Furthermore, to approach therapy, Kerr says, these and other experiments need to be done with human embryonic stem (ES) cells that may one day be clinically useful. However, the human ES cell lines approved for research under federal grants -- by far the largest source of funding for academic researchers -- have been grown in the presence of mouse cells, which many scientists believe makes them unsuitable for use in people.
"Our work does lay an important and critical early foundation for techniques that we hope will restore function to nervous systems damaged by amyotrophic lateral sclerosis (ALS), spinal motor atrophy (SMA), and other degenerative motor neuron diseases," says Jeffrey Rothstein, M.D., Ph.D., professor of neurology and director of the Packard Center for ALS Research at Johns Hopkins, one source of funding for the work. "But there's a long way to go."
In preliminary test-tube studies, the researchers saw that their ES-derived motor neurons and healthy muscle cells "conversed," each pumping out -- within hours -- agents needed to pave the way for the cells' "hookup."
In the lab dishes, Kerr saw the new motor neurons grow outward toward the muscle cells and form proper connections with proper receptors. The muscle cells that were connected to nerve cells even began to contract in the laboratory dish.
To investigate whether the phenomenon would happen in animals, the team of scientists implanted the pre-motor neurons into the spinal cords of paralyzed adult rats, easing them into areas typically rich in motor neurons. "We transplanted roughly 12,000 cells per animal, and about 4,000 of them 'took,'" says Kerr. "They became true motor neurons and looked gorgeous."
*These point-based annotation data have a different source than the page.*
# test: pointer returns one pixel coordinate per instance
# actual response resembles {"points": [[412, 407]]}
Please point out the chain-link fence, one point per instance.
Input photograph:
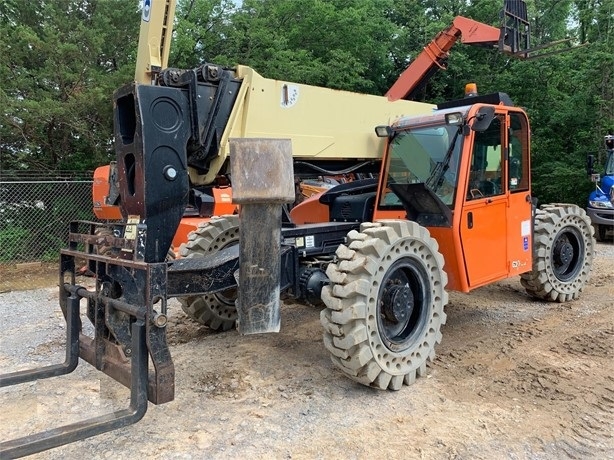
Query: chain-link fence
{"points": [[36, 209]]}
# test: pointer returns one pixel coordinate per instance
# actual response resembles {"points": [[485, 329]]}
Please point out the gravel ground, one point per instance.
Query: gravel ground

In these first animal studies, however, the axons of these new neurons didn't poke through the spinal cord and out to muscle targets. Kerr reasoned that, because myelin is a potent inhibitor of axon growth, the myelin-coated neurons that ring the spinal cord were probably trapping the new motor neurons inside.
Fortunately, other scientists had recently uncovered molecules that can block myelin's axon-repelling effect. So the team implanted the rats with a pump to drip these myelin "de-squelchers" in the vicinity of the animals' spinal cords. As a result, some motor neurons extended themselves through the cord.
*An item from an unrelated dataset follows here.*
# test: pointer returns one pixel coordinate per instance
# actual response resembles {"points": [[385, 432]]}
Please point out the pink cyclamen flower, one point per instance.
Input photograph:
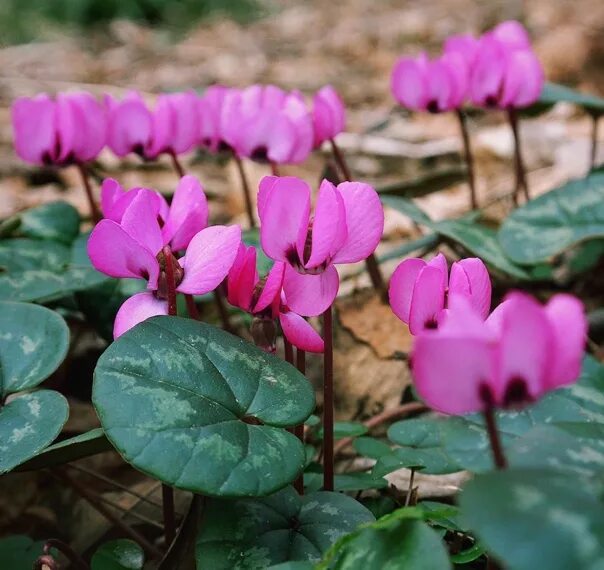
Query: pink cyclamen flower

To try to coax the new axons to finish their journey to muscle, the team now is experimenting with several neural growth factors. Kerr also says their laboratory system that shows how ES cell-derived motor neurons and muscle cells normally behave is going to be an important tool in understanding and perhaps combating human motor neuron diseases.
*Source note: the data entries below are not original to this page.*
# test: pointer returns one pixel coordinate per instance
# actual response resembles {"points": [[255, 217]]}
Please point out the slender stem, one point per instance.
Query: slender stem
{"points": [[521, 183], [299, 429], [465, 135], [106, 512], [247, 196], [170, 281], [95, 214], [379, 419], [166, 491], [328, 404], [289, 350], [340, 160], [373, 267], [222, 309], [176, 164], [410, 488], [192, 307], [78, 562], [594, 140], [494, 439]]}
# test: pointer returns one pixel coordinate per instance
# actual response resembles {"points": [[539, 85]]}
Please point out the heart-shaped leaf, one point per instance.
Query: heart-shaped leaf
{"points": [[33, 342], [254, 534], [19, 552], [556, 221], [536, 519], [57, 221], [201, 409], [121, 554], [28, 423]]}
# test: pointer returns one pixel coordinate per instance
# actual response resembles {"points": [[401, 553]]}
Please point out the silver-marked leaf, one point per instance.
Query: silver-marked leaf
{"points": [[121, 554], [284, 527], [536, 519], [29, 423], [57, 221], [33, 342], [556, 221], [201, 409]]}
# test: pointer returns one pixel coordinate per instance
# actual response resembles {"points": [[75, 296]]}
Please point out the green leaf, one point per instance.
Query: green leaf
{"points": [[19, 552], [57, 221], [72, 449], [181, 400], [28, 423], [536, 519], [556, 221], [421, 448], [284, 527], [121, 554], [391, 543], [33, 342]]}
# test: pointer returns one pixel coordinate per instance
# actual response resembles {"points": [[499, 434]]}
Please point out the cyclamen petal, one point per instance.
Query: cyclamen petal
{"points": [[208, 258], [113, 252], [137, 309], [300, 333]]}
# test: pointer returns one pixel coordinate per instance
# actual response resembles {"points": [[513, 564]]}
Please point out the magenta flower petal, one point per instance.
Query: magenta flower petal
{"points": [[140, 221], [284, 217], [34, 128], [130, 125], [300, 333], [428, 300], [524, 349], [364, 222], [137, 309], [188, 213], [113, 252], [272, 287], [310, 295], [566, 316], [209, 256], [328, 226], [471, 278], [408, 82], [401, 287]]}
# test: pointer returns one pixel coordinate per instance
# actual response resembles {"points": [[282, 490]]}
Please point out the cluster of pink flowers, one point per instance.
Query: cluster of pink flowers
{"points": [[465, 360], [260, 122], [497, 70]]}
Already, he is culturing muscle cells with ES cells taken from mouse models of ALS and SMA. He hopes to plot what goes wrong and when at the molecular level. "We should be able to see where normal molecular pathways are disrupted in these models of motor neuron disease," he says.
The study was funded by the Families of SMA, Andrew's Buddies/Fight SMA, the Robert Packard Center for ALS Research at Johns Hopkins and the Katie Sandler Fund for Research at Johns Hopkins.
Authors on the paper are Kerr, Rothstein, James Harper, Chitra Krishnan, Deepa Deshpande, Schonze Peck, Irina Shats and Stephanie Backovic, of the Johns Hopkins School of Medicine; and Jessica Darman of the Johns Hopkins Bloomberg School of Public Health, of which Kerr is also a faculty member.